How do universities and content providers ensure their online courses are engaging, rigorous, and appropriately aligned with key mastery outcomes?
This question is not asked that often. Most of us simply assume the courses we’re taking have been put through a painstaking vetting process before we ever click on the first lesson. This assumption makes sense because universities typically state that their course review process centers on the promotion of student learning and teaching effectiveness and also abides by a specific framework that ensures quality standards are always met. SUNY Canton is one of many schools that list their course review policies on their website, and it is clear how mindful they are of the quality of their online courses.
We have a similar process at TEL Education. We have spent the last four years developing 29 courses. During this time, we have discovered how important it is to continuously review our courses for quality and clarity. We want to ensure the content of each course is relevant, rigorous, and appropriately aligned to the crucial skills and competencies students need to become effective critical thinkers, creative problem-solvers, and capable managers of information.

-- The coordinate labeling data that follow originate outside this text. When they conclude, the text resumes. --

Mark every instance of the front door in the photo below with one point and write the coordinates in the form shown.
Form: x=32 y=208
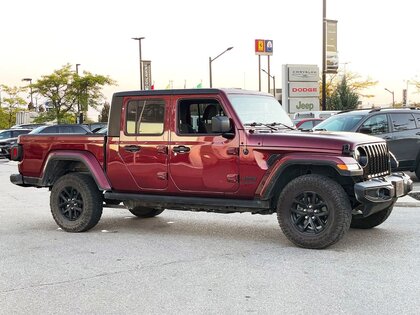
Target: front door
x=202 y=160
x=143 y=145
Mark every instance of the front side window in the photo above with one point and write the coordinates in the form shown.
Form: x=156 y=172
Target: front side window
x=145 y=117
x=259 y=109
x=402 y=121
x=195 y=115
x=377 y=124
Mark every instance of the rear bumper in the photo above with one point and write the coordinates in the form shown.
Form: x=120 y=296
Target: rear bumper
x=4 y=150
x=380 y=193
x=25 y=181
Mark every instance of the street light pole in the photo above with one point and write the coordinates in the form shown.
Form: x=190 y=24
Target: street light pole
x=211 y=60
x=141 y=70
x=324 y=56
x=78 y=118
x=274 y=81
x=393 y=99
x=30 y=88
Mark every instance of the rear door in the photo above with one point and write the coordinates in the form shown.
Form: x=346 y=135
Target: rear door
x=143 y=145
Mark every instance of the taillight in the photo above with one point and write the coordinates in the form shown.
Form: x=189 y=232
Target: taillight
x=16 y=152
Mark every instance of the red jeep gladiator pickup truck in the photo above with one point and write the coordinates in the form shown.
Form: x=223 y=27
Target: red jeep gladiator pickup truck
x=217 y=150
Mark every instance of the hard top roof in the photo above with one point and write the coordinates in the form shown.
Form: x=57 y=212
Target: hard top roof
x=187 y=92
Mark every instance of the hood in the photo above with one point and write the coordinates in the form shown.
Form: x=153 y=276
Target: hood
x=3 y=141
x=320 y=141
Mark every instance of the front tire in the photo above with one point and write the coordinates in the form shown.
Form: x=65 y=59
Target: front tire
x=314 y=211
x=372 y=220
x=76 y=202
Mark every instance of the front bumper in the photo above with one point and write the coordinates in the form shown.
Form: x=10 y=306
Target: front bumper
x=380 y=193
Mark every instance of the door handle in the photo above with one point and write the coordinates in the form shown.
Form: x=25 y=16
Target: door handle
x=132 y=148
x=181 y=149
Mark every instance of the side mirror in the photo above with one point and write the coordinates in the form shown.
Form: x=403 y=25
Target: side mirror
x=220 y=124
x=365 y=130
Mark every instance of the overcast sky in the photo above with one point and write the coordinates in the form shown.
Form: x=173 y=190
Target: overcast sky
x=376 y=39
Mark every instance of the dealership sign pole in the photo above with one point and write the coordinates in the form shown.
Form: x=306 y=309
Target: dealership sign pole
x=264 y=47
x=300 y=90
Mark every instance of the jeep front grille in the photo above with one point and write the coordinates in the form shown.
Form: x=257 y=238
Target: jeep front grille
x=377 y=160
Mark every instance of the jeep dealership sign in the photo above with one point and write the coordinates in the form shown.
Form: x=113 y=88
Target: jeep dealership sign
x=300 y=88
x=303 y=104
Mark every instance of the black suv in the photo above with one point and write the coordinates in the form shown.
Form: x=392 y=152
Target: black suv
x=8 y=138
x=399 y=127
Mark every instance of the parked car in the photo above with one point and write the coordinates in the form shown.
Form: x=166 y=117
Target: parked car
x=62 y=129
x=102 y=131
x=307 y=124
x=399 y=127
x=241 y=154
x=94 y=127
x=8 y=138
x=27 y=126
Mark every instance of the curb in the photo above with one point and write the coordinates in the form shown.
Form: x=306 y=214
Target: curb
x=411 y=200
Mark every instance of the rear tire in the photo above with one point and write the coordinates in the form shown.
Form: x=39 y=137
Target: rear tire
x=145 y=212
x=76 y=202
x=417 y=171
x=372 y=220
x=314 y=211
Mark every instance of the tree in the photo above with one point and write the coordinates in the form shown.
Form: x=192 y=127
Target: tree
x=13 y=102
x=353 y=81
x=105 y=112
x=343 y=97
x=70 y=93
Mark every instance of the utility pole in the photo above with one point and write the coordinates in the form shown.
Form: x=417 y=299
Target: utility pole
x=141 y=70
x=324 y=55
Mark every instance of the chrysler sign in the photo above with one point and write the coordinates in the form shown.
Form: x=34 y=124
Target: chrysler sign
x=306 y=74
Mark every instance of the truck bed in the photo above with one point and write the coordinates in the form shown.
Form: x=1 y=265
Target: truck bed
x=37 y=147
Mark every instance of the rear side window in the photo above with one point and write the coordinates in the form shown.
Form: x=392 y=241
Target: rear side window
x=306 y=125
x=50 y=129
x=417 y=118
x=378 y=124
x=402 y=121
x=145 y=117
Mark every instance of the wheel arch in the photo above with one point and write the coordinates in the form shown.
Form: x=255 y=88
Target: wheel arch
x=288 y=171
x=60 y=163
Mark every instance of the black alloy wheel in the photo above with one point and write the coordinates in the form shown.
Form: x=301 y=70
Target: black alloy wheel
x=70 y=203
x=314 y=211
x=309 y=213
x=76 y=202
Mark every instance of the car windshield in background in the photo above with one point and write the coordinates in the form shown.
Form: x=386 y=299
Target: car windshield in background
x=5 y=134
x=339 y=123
x=257 y=109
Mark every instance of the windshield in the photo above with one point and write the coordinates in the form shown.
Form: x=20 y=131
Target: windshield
x=5 y=135
x=259 y=109
x=340 y=123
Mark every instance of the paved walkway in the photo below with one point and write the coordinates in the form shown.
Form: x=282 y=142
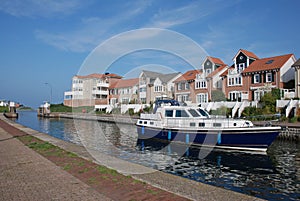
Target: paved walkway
x=26 y=175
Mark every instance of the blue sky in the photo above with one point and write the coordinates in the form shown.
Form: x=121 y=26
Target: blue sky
x=48 y=41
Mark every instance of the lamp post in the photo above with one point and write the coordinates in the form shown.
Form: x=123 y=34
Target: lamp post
x=50 y=91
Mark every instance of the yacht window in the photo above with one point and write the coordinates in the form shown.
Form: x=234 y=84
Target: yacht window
x=203 y=113
x=169 y=113
x=217 y=124
x=192 y=124
x=194 y=113
x=181 y=113
x=201 y=124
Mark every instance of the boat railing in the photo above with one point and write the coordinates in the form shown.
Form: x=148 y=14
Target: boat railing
x=198 y=122
x=151 y=116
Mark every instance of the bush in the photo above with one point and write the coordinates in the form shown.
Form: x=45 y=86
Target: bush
x=4 y=109
x=293 y=119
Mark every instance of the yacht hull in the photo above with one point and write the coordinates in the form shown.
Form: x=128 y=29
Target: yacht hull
x=250 y=139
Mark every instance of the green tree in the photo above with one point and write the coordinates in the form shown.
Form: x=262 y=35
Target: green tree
x=268 y=101
x=217 y=95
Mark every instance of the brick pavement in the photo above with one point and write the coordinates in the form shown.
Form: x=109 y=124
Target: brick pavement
x=26 y=175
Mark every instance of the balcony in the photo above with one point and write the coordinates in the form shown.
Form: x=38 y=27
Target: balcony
x=100 y=92
x=103 y=84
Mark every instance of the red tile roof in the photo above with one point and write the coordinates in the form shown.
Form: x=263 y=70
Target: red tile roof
x=99 y=76
x=247 y=53
x=226 y=71
x=118 y=83
x=189 y=75
x=216 y=60
x=217 y=70
x=268 y=63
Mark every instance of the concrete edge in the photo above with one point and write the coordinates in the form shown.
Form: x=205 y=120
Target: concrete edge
x=177 y=185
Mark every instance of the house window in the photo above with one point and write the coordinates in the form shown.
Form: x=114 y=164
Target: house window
x=234 y=95
x=187 y=86
x=230 y=81
x=238 y=80
x=269 y=77
x=208 y=71
x=241 y=67
x=179 y=86
x=157 y=88
x=202 y=98
x=256 y=78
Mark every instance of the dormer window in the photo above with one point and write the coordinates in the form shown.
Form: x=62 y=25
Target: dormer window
x=256 y=78
x=241 y=67
x=269 y=77
x=208 y=71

So, how often are courses targeted for review and what does that course review process look like?
In short, we’re always in the process of reviewing our courses. We will complete reviews of our Biology, College Algebra, and American Government courses this fall and will start a round of reviews for three more courses in January.
The results of a course review center on the feedback from professors and subject-matter experts that we have recruited to join our Advisory Review Committee (ARC) for that course. Every ARC meets to review an assigned course in their field of expertise. After the reviews are collected, TEL’s Curriculum Development and Academic Services teams will convene a working session with advisory committee members to discuss specific details related to the reviews.

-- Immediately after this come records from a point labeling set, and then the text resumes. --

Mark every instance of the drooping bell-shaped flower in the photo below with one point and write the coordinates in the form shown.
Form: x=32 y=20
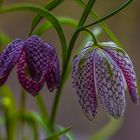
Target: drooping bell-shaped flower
x=36 y=61
x=103 y=72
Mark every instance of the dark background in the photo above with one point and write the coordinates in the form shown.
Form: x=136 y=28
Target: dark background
x=125 y=26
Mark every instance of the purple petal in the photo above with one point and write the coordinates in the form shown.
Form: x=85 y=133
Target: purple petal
x=109 y=84
x=83 y=83
x=8 y=59
x=53 y=72
x=124 y=62
x=26 y=81
x=36 y=57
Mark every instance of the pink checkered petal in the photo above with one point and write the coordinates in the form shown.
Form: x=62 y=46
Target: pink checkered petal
x=53 y=69
x=8 y=59
x=30 y=85
x=36 y=57
x=124 y=62
x=83 y=83
x=109 y=84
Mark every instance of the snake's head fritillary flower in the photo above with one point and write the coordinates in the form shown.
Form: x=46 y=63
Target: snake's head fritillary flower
x=103 y=72
x=36 y=61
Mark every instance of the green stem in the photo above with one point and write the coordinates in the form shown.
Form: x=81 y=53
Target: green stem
x=105 y=27
x=92 y=35
x=114 y=12
x=48 y=7
x=65 y=66
x=86 y=12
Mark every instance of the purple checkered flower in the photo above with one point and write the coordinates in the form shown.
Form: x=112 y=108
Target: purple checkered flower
x=103 y=72
x=36 y=61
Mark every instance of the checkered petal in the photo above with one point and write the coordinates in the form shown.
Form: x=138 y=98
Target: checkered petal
x=36 y=57
x=83 y=83
x=124 y=62
x=109 y=84
x=28 y=83
x=8 y=59
x=53 y=72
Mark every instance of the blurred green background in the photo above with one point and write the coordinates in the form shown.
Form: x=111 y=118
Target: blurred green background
x=125 y=26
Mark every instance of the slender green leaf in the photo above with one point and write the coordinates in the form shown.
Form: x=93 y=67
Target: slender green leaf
x=63 y=21
x=105 y=27
x=67 y=135
x=49 y=7
x=45 y=13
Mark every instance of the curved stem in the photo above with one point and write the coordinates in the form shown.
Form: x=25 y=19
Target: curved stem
x=65 y=66
x=92 y=35
x=103 y=25
x=110 y=14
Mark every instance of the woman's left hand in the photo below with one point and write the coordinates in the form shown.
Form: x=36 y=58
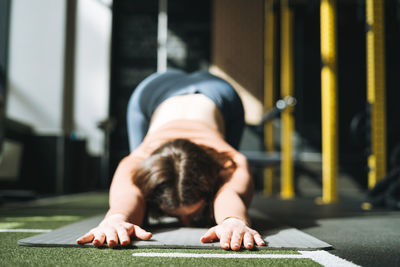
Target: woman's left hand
x=232 y=233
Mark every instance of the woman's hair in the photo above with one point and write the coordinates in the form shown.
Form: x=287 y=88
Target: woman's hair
x=179 y=173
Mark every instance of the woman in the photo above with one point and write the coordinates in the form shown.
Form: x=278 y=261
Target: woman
x=184 y=131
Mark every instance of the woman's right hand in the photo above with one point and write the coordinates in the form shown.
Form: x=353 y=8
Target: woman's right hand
x=114 y=230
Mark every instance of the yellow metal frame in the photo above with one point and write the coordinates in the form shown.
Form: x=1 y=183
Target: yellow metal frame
x=329 y=101
x=376 y=89
x=269 y=86
x=287 y=78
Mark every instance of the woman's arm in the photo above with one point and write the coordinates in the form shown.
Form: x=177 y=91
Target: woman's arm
x=126 y=213
x=230 y=211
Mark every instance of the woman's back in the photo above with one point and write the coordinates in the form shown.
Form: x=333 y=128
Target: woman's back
x=188 y=107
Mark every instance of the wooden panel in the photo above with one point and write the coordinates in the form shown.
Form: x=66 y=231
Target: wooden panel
x=237 y=50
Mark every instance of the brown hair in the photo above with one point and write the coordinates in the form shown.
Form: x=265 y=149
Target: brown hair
x=179 y=173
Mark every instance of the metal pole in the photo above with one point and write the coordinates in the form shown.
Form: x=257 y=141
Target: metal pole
x=376 y=89
x=287 y=170
x=269 y=86
x=329 y=100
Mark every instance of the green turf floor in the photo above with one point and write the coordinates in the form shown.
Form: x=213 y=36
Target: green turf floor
x=60 y=212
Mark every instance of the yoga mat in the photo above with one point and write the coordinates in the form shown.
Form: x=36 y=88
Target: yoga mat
x=175 y=237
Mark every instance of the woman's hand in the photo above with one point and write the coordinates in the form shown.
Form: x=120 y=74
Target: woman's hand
x=114 y=230
x=232 y=233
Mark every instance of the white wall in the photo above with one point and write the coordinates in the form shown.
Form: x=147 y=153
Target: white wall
x=36 y=61
x=92 y=70
x=36 y=66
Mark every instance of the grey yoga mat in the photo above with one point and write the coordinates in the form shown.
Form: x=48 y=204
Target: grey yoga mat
x=176 y=237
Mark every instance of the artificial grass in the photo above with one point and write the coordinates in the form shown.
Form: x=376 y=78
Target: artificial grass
x=56 y=214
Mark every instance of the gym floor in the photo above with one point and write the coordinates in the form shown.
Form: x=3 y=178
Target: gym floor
x=364 y=237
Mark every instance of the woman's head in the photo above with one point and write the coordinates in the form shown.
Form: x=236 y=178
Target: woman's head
x=177 y=177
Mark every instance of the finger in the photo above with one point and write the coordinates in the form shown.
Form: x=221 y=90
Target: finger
x=111 y=237
x=225 y=240
x=87 y=238
x=141 y=233
x=236 y=240
x=99 y=238
x=209 y=236
x=123 y=236
x=248 y=241
x=258 y=239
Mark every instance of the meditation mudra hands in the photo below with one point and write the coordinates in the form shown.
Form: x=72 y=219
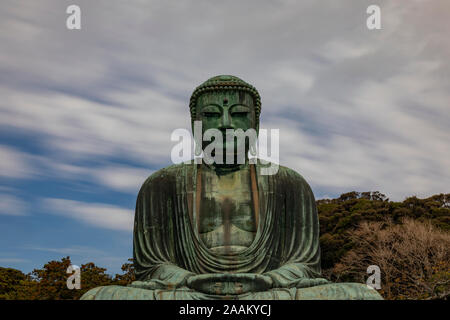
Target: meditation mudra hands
x=229 y=283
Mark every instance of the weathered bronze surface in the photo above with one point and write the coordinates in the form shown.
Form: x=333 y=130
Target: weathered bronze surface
x=226 y=231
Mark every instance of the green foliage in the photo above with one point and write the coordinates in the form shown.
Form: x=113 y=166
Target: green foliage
x=50 y=282
x=338 y=216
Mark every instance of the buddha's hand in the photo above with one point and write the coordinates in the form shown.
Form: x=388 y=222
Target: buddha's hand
x=229 y=283
x=310 y=282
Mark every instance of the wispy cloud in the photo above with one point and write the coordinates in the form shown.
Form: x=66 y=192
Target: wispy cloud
x=357 y=109
x=11 y=205
x=13 y=260
x=94 y=214
x=13 y=163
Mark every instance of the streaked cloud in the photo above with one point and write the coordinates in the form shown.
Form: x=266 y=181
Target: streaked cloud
x=11 y=205
x=95 y=214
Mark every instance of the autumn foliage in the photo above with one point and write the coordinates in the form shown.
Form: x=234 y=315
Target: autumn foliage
x=408 y=240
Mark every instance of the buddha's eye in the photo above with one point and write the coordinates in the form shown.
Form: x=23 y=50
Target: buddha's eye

This is the course review process in a nutshell, but I think it’s important to consider what we hope to accomplish with each review, and I also think it would be helpful to further break down the process in the spirit of transparency.
There are five overarching goals we hope to accomplish with each review:
- Increase student engagement through relevancy and interdisciplinary connections.

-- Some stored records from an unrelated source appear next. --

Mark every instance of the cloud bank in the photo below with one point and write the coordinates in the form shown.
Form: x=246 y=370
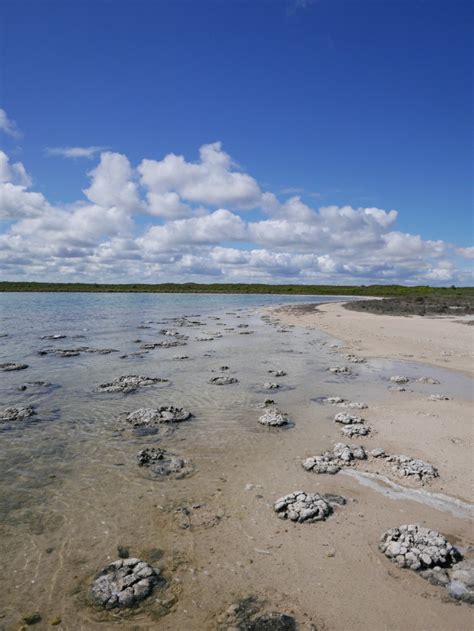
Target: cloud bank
x=171 y=219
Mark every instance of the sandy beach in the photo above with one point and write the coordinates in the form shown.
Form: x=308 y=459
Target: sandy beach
x=445 y=341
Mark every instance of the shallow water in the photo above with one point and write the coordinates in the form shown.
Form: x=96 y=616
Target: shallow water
x=70 y=490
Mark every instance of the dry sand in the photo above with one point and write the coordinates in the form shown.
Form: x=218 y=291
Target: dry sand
x=440 y=341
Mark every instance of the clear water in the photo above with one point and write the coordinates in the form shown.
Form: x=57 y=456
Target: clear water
x=70 y=490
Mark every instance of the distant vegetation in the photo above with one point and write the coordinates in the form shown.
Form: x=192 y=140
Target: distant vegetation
x=242 y=288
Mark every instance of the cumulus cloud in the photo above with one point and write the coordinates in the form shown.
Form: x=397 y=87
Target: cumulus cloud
x=74 y=152
x=468 y=253
x=8 y=126
x=171 y=219
x=112 y=183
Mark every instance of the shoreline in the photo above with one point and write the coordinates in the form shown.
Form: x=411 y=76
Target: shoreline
x=440 y=341
x=69 y=526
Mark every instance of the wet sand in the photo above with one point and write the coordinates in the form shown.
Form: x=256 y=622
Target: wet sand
x=73 y=492
x=439 y=341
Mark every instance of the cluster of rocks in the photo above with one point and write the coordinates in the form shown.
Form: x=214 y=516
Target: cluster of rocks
x=354 y=359
x=247 y=615
x=9 y=366
x=35 y=385
x=400 y=379
x=307 y=507
x=343 y=455
x=347 y=419
x=333 y=461
x=428 y=380
x=439 y=397
x=277 y=373
x=273 y=418
x=74 y=352
x=172 y=333
x=355 y=405
x=222 y=381
x=413 y=467
x=340 y=370
x=358 y=429
x=13 y=414
x=270 y=385
x=162 y=462
x=418 y=548
x=124 y=583
x=149 y=346
x=129 y=383
x=149 y=417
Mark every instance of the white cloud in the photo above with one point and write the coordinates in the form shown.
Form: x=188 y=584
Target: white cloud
x=8 y=126
x=221 y=225
x=74 y=152
x=160 y=219
x=212 y=180
x=468 y=253
x=112 y=183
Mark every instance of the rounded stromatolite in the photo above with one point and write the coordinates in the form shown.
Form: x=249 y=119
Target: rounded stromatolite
x=124 y=583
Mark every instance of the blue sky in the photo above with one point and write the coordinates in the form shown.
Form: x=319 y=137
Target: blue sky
x=343 y=103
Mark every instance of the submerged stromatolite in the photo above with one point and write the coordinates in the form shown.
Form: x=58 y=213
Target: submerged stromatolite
x=124 y=583
x=129 y=383
x=306 y=507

- Reduce student confusion, support tickets, and general course questions.
- Clarify more difficult course content.
- Provide additional resources for student self-directed learning and goal setting.
- Stay current with the needs of college-credit courses and any potential expectations or changes in the subject area.
A course will often be moved to our review queue when a few students have identified a common issue with the content, assignments, or assessments. We take the feedback from our students seriously and work quickly to address their concerns in all matters, especially if their frustration comes from a small roadblock they’re experiencing on our platform.
Each review has three specific goals that help us reach the broad goals.
- Conduct an overview of the course.
- Analyze relevancy, rigor, and alignment of mastery assignments.
- Analyze relevancy, rigor, and alignment of exams.
It is a balancing act to ensure that we clarify difficult content while keeping it rigorous. Our content is college-level and should be challenging, but assignments or assessment questions should exist within an appropriate level of difficulty. Defining “appropriate” in this sense is one of the more challenging conversations we have during ARC reviews.
Let’s get into some specifics about the ARC review process.
Members of an ARC will spend an estimated 8-10 hours reviewing their assigned course and making recommendations to be shared with the rest of the committee. They will be expected to meet two to three times with leaders of TEL’s Academic Services and Curriculum Development teams to discuss their recommendations and concerns pertaining to their assigned modules or components within the course. Specific rubric questions and discussion topics may vary by course and discipline, but they will all address some of the following general categories:
- Scope of course content appropriate to the target audience
- Balance of course content and its topics
- Sequencing and instructional scaffolding of course content
- Time estimates and allocations related to course content, including a rigorous review of contact hours calculation
- Appropriateness, specificity, and measurability of current learning outcomes for the course content
- Content types (text, media, interactivities, assessments) and effectiveness for learning
- Effectiveness and appropriateness of current assessment and assignment types for achieving learning outcomes
- Effectiveness of assessment questions related to learning outcomes and content
- Engagement strategies for increasing cognitive presence and making interdisciplinary connections
- Effectiveness and relevance of mastery assignments and rubric accuracy
To reiterate, it is our mission to develop content that is relevant, rigorous, and appropriately aligned to universal standards that prepare students for an ever-changing world after higher education. We believe that through our review process we can achieve this mission and continue to provide affordable and flexible college credit for high school students, independent learners, and students who are entering their freshman year of college.